Самим бежать? Куда?! И как? Нет, это невозможно. На руках мамы старый отец, мой дедушка Никита, младшая сестренка и две маленькие дочери, двух и четырех лет. Во второй половине дома жила семья призванного на фронт старшего брата мамы Ивана. Там та же картина, у его молодой жены Шуры трое малых детей.

А фронт подходил все ближе.

Фашисты господствовали в воздухе, и немецкие летчики гонялись за каждым человеком. Однажды деду Никите от обстреливавшего его самолета пришлось прятаться в Трубочке. Это такое место, сейчас там лежит бетонная труба под дорожным полотном между деревнями Жилино и Горетовка — там, где речка Горетовка пересекает Пятницкое шоссе.

Но это уже позже мы стали так называть это место. А тогда, в войну никакой бетонной трубы, конечно, еще не было, а был еще один настоящий деревянный мост через речку Горетовка. Под ним дед Никита и прятался.

Однажды немецкие бомбардировщики налетели на Горетовку и стали бомбить. Вся семья находилась в доме, здесь же по случаю была и невестка Шура. Обеспокоенная, она побежала через улицу в другую половину дома к своим детям. И в это время одна бомба упала совсем рядом, через дорогу от нашего дома.

Раздался оглушительный грохот. От близкого разрыва весь дом задрожал, заходил ходуном так, что, подумалось, вот-вот обрушится на головы. Поднялась пыль, сделалось темно. Осколками от бомбы пробило стену, щепками легко ранило деда в голову и маленькую Галю в щеку. От смерти всех спасла большая русская печка.

Потом стихло. Только-только стали отходить от потрясения — другая беда! Прибежала перепуганная маленькая дочка Шуры и плачет:
— Дедушка-а! Мамка лежит и не встает!

Пошел дед Никита проверить, а его невестка Шура лежит на крыльце мертвая. Перевернули ее, на спине большая рана от крупного осколка. Так и не добежала она до своих детей…

От попадания бомбы в земле образовалась большая воронка. Эту яму я еще застал маленьким в конце пятидесятых годов. Сейчас ее там нет, на этом месте расположен садовый участок, и землю заровняли.

Шуру временно заприхоронили недалеко от дома под кустом смородины. Дедушка с печальной вестью пошел в Алабушево к ее родителям. На поле от Горетовки к Рукавишниковской больнице за ним опять гонялся фашистский самолет. Родственники приехали, забрали осиротевших детей.

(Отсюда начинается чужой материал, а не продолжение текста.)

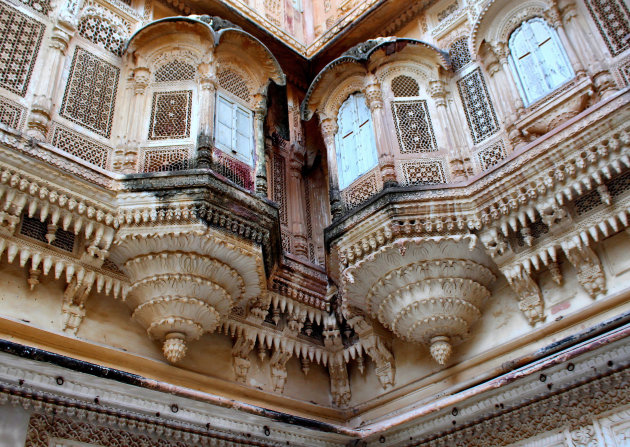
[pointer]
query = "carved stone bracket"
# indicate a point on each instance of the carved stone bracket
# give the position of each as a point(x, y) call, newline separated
point(530, 300)
point(590, 273)
point(243, 345)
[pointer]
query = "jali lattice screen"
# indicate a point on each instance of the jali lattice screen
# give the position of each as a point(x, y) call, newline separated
point(482, 120)
point(90, 94)
point(20, 38)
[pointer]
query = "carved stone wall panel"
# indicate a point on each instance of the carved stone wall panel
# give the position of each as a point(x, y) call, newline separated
point(80, 146)
point(90, 96)
point(20, 39)
point(482, 119)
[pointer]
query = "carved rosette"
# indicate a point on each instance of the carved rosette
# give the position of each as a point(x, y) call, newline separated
point(184, 283)
point(425, 290)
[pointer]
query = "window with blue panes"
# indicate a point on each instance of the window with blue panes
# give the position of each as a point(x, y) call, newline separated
point(356, 148)
point(538, 60)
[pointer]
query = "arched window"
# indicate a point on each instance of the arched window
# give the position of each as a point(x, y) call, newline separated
point(356, 148)
point(234, 121)
point(538, 60)
point(411, 117)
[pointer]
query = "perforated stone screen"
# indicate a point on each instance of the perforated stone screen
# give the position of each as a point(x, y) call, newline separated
point(613, 21)
point(101, 33)
point(480, 115)
point(170, 115)
point(167, 159)
point(413, 126)
point(423, 172)
point(175, 71)
point(490, 156)
point(20, 38)
point(80, 146)
point(234, 83)
point(405, 86)
point(460, 53)
point(90, 94)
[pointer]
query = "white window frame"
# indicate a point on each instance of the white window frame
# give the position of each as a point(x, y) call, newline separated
point(535, 52)
point(244, 156)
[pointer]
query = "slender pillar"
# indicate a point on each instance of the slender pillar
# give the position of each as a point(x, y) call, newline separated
point(207, 90)
point(38, 123)
point(374, 97)
point(261, 162)
point(296, 200)
point(329, 130)
point(554, 17)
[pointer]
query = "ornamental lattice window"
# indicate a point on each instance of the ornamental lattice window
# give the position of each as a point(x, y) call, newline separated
point(102, 33)
point(538, 60)
point(412, 121)
point(20, 38)
point(80, 146)
point(492, 155)
point(613, 22)
point(170, 115)
point(423, 172)
point(175, 71)
point(279, 182)
point(460, 53)
point(234, 83)
point(480, 114)
point(405, 86)
point(90, 94)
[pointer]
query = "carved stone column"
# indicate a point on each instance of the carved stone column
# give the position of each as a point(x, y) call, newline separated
point(501, 53)
point(207, 90)
point(38, 123)
point(374, 97)
point(261, 162)
point(554, 17)
point(497, 84)
point(296, 200)
point(329, 129)
point(438, 93)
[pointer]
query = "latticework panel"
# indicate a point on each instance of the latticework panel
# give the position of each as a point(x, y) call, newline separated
point(422, 172)
point(102, 33)
point(20, 38)
point(460, 53)
point(231, 81)
point(405, 86)
point(170, 115)
point(176, 158)
point(80, 146)
point(413, 126)
point(279, 184)
point(613, 21)
point(480, 114)
point(232, 169)
point(90, 94)
point(175, 71)
point(11, 114)
point(491, 155)
point(362, 189)
point(36, 229)
point(587, 202)
point(44, 431)
point(619, 185)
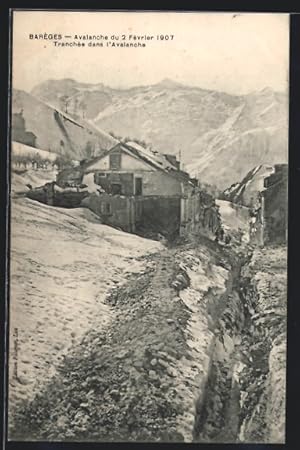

Для спасения от последующих налетов и возможных артиллерийских обстрелов попытались было построить защитное укрытие, но сил на такую большую работу не хватило.

Дополнительную опасность создавало то обстоятельство, что деревня Горетовка располагалась вдоль шоссе по обе стороны. Что стоит, к примеру, проходящему на скорости тяжелому танку походя разрушить деревянный дом?

И тогда решили пойти в Бакеево к дяде Ване, младшему дедушкиному брату. Он уже успел побывать на войне, где был тяжело ранен. После долгого лечения в госпитале солдат был признан негодным к дальнейшему прохождению службы и комиссован. Так он вернулся домой.

Собралось наше семейство. Детей посадили на санки и покинули горетовский дом. Оставили все, с собой взяли только самое необходимое и документы.

Читайте также
Дневник 1941 года: Битва за Москву в историях местных жителей
В Бакеево

У дяди Вани, получившего фронтовой опыт, в Бакеево было отрыто большое убежище по образцу военного блиндажа с перекрытием из бревен.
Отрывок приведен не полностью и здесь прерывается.